Le mode d'action typique de l'attracteur étrange : un thème vous obsède depuis très longtemps, vous ne cessez d'en répertorier les apparitions de loin en loin, et puis soudain c'est l'explosion, la supernova, le brusque étoilement des coïncidences, jusqu'à ce que l'onde de crue s'apaise et que le monde se replie dans l'ordinaire des jours. Ainsi du vertige, motif central, majeur pour moi, qui s'exalte à la découverte de cet essai de l'anthropologue Emmanuel Grimaud, Metavertigo, qui sonne comme du Hitchcock transcendé. Le sous-titre est éloquent, il enfonce le clou : Vertiges de l'humain augmenté par ses vies antérieures. Et puis voilà qu'un film en répercute l'écho : La Bête de Bertrand Bonello. Les vies antérieures, le vertige y trouvent place. A-t-on atteint le climax ? Non, voici que peu après un livre m'échoit. Je ne l'ai pas choisi, celui-ci. C'est F. , un des détenus de la centrale de Saint-Maur que j'accompagne dans le cadre de Lire pour en sortir, qui l'a retenu dans le catalogue : Tant que le café est encore chaud, du dramaturge japonais Toshikazu Kawaguchi. Un best-seller au Japon, vendu à près d'un million d'exemplaires, traduit dans trente pays. Le genre d'annonces qui ne me fait ni chaud ni froid. Je ne le connaissais pas du tout, et sans doute ne l'aurais-je jamais lu sans la décision de F.

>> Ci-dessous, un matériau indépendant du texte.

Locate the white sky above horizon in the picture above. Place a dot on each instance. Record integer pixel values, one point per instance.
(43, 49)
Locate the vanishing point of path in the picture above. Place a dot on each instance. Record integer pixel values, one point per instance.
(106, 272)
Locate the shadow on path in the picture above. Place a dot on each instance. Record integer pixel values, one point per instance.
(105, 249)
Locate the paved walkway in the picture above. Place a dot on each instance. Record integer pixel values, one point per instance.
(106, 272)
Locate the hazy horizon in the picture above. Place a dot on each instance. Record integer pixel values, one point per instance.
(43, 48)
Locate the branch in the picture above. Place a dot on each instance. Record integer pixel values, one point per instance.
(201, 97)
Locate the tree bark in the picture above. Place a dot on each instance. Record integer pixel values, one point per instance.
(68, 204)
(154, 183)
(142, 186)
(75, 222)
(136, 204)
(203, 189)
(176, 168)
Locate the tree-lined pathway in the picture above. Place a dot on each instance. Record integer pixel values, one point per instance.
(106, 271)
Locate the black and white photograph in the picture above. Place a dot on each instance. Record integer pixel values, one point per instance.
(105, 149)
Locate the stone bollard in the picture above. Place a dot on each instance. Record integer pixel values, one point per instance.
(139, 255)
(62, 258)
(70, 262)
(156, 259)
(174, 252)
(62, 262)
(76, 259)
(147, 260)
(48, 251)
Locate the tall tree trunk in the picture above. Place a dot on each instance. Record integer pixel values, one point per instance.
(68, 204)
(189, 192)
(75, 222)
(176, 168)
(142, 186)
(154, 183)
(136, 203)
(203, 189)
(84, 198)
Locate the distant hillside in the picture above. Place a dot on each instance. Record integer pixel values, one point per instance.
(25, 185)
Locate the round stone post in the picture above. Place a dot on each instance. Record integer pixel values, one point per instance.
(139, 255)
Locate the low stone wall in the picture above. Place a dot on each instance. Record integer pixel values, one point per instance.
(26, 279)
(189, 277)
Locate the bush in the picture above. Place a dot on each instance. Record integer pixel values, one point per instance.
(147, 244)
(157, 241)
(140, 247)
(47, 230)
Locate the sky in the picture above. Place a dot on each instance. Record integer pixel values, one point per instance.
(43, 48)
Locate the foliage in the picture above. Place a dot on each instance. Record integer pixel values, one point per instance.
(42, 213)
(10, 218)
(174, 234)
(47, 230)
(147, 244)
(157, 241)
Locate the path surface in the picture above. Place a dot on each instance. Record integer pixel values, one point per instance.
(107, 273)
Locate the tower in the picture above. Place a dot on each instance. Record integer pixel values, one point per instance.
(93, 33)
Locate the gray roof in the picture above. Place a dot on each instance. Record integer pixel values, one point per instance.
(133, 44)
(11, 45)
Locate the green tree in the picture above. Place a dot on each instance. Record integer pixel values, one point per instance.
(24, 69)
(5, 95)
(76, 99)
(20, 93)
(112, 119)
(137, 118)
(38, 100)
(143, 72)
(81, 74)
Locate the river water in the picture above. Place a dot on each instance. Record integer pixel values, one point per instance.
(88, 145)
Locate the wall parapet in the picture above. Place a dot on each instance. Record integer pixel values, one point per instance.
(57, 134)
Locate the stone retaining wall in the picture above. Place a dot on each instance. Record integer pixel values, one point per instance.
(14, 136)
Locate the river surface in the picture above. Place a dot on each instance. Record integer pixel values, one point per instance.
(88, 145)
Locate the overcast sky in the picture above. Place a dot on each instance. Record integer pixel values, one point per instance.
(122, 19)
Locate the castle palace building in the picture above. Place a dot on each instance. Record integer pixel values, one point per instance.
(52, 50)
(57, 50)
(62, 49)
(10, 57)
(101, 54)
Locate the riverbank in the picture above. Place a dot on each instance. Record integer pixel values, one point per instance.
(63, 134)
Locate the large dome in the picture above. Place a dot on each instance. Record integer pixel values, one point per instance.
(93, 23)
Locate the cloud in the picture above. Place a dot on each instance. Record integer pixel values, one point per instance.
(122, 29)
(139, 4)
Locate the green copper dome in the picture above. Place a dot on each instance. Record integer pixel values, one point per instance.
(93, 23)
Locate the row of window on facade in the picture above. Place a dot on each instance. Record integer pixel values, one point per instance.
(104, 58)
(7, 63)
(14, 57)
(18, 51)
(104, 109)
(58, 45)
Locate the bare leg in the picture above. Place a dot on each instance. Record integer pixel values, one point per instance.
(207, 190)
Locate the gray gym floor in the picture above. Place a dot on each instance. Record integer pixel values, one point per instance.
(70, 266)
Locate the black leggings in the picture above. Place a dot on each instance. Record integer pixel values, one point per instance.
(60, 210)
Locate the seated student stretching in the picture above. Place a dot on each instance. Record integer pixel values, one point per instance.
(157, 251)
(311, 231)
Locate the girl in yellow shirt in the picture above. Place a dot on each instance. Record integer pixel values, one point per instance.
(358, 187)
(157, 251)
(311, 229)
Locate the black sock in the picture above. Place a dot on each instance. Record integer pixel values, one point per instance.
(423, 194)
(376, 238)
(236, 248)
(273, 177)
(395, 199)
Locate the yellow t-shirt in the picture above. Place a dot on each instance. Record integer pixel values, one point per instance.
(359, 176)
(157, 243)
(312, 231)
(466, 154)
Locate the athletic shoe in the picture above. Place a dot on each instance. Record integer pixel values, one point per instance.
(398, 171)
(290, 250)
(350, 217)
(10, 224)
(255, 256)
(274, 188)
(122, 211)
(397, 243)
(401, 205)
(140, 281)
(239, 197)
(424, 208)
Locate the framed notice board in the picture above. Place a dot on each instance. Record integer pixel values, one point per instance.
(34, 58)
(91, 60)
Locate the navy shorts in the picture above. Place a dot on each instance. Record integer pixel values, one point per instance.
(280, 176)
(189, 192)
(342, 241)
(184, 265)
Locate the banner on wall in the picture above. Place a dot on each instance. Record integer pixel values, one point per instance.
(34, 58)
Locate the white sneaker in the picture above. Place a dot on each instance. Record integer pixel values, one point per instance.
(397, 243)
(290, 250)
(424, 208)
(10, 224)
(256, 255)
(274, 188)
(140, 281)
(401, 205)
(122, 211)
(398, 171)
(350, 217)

De quoi s'agit-il ? Eh bien d'un petit café, le Funiculi Funicula, perdu dans une ruelle de Tokyo, et qui ne devrait guère séduire le chaland car il est situé au sous-sol et qu'il est sans fenêtre. Sauf qu'on raconte qu'il est possible d'y retourner dans le passé, le temps de la dégustation d'un café. Attention, si vous ne quittez pas la place avant que le café soit complètement froid, vous deviendrez un fantôme. Ce n'est là qu'une des règles qui régissent le lieu. Il faut savoir aussi que même si vous retournez dans le passé avec succès, le présent ne s'en trouvera pas changé pour autant. A quoi bon alors ? C'est la question que se pose chacun de ceux qui tentent l'expérience. Sans pour autant que cela les retienne d'essayer.
On voit bien sûr le lien avec Metavertigo : il s'agit là aussi de régression dans le passé de la personne. Ce n'est pas l'hypnose ici qui conduit le patient, mais un dispositif très précis, une chaise (pas n'importe laquelle, celle qui est occupée presque en permanence par une femme vêtue d'une robe blanche et lisant un livre (le voilà notre fantôme, il faut attendre qu'elle aille aux toilettes pour prendre sa place)), un café versé lentement avec une bouilloire en argent.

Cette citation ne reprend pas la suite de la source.